ERA'S decline has been largely the result of Schlafly's small (20,000 members) but highly disciplined organizations, Stop ERA and Eagle Forum. While the feminists have splintered over the issues of abortion and lesbian rights, Schlafly's troops have centered their efforts on ERA. They have evolved into a formidable lobbying force, allied with local and national right-wing groups, including HOW (Happiness of Women) and AWARE (American Women Are Richly Endowed).
Flying from state capital to state cap ital, the savvy, disarming Schlafly matches the feminists' rhetoric phrase for phrase. She bluntly proclaims that "all sensible people are against ERA," and dismisses the liberationists as "a bunch of bitter women seeking a constitutional cure for their personal problems." In many of her speeches, she continues to insist that "women find their greatest fulfillment at home with their family."
Schlafly, however, is hardly a typical housewife. Author of nine books, a three-time candidate for the U.S. Congress, full-time law student at Washington University in St. Louis, editor of a monthly newsletter, twice-a-week syndicated newspaper columnist and regular speaker at anti-ERA rallies, she acts very much like a liberated woman. By her own reckoning, she is away from her family at least once a week. She employs a full-time housekeeper to care for her six-bedroom Tudor-style mansion overlooking the Mississippi River in Alton, 111.
How does Schlafly reconcile her career with her stay-at-home dogma? "My husband lets me do what I want to do," she says. "I have canceled speeches whenever my husband thought that I had been away from home too much." Besides, she adds, "when I fill out applications, I put down 'mother' as my occupation." She boasts that she breast-fed every one of her six children and later taught each of them how to read. Says she: "I work all the time. I'm organized. I've learned to budget every minute."
Schlafly developed her organizational talents early. Raised in St. Louis, the daughter of a failed inventor, she put herself through Washington University ('44) by working 48 hours a week testing machine guns at a local arms plant. After earning an M.A. in political science from Radcliffe in 1945, she returned to St. Louis to edit a conservative newsletter.
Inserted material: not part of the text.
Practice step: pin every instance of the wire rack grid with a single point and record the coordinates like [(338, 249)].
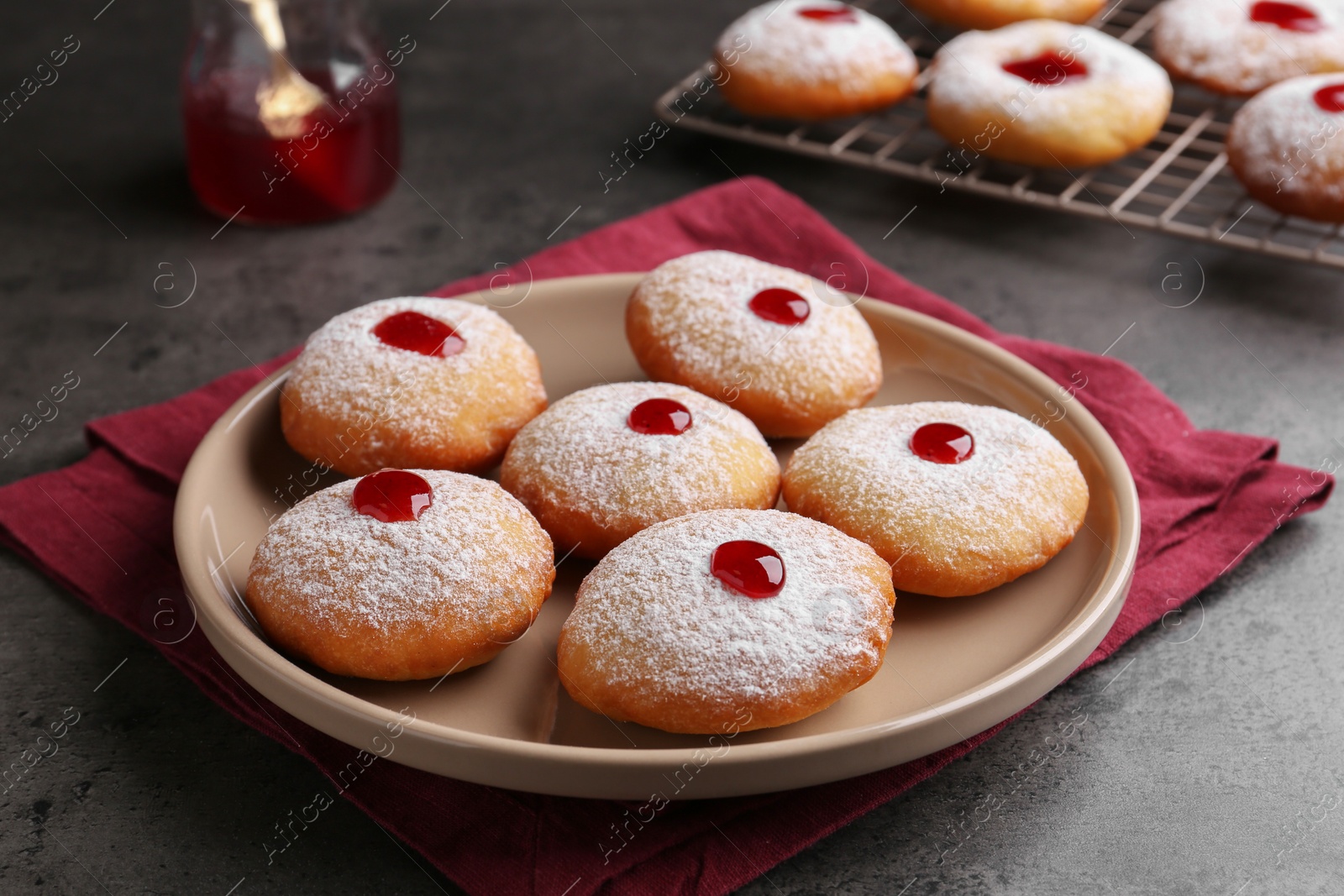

After marriage in 1949, to Fred Schlafly, a wealthy corporation lawyer, she became increasingly involved in right-wing Republican politics. In addition to writing the bestselling book A Choice Not an Echo for Barry Goldwater's 1964 presidential campaign, she started her own national newsletter, the Phyllis Schlafly Report. She was a delegate to three G.O.P. conventions and served as president of the Illinois Federation of Republican Women. When she ran for the presidency of the National Federation of Republican Women in 1967, she lost in a bitter campaign against a more moderate candidate. Schlafly's own next-door neighbor in Alton, a housewife and active Republican, accused her at the time of being "an exponent of an extreme right-wing philosophy--a propagandist who deals in emotion and personalities where it is not necessary to establish facts or prove charges."
Undaunted, Schlafly ran for Congress in 1970 (she lost). When her role as wife and mother became an issue, she retorted: "My husband Fred says a woman's place is in the house--the U.S. House of Representatives." A similar line was used that same year by another woman politician of considerably different views --Bella Abzug.
Schlafly started fighting ERA when she wrote an article denouncing the amendment in her newsletter in 1972. After that, she says, "it just snowballed." She began tireless rounds of debating feminists, making appearances on talk shows and speaking at rallies. Ahead lies a bitter fight against the feminists' drive to win an extension of the amendment's deadline. Vows Schlafly: "We will bury ERA on March 22, 1979." Her opponents claim that she is using the ERA issue to aid her own career, but she denies having further ambitions for political office. Still, given her record, she seems unlikely to retire to hearth and home.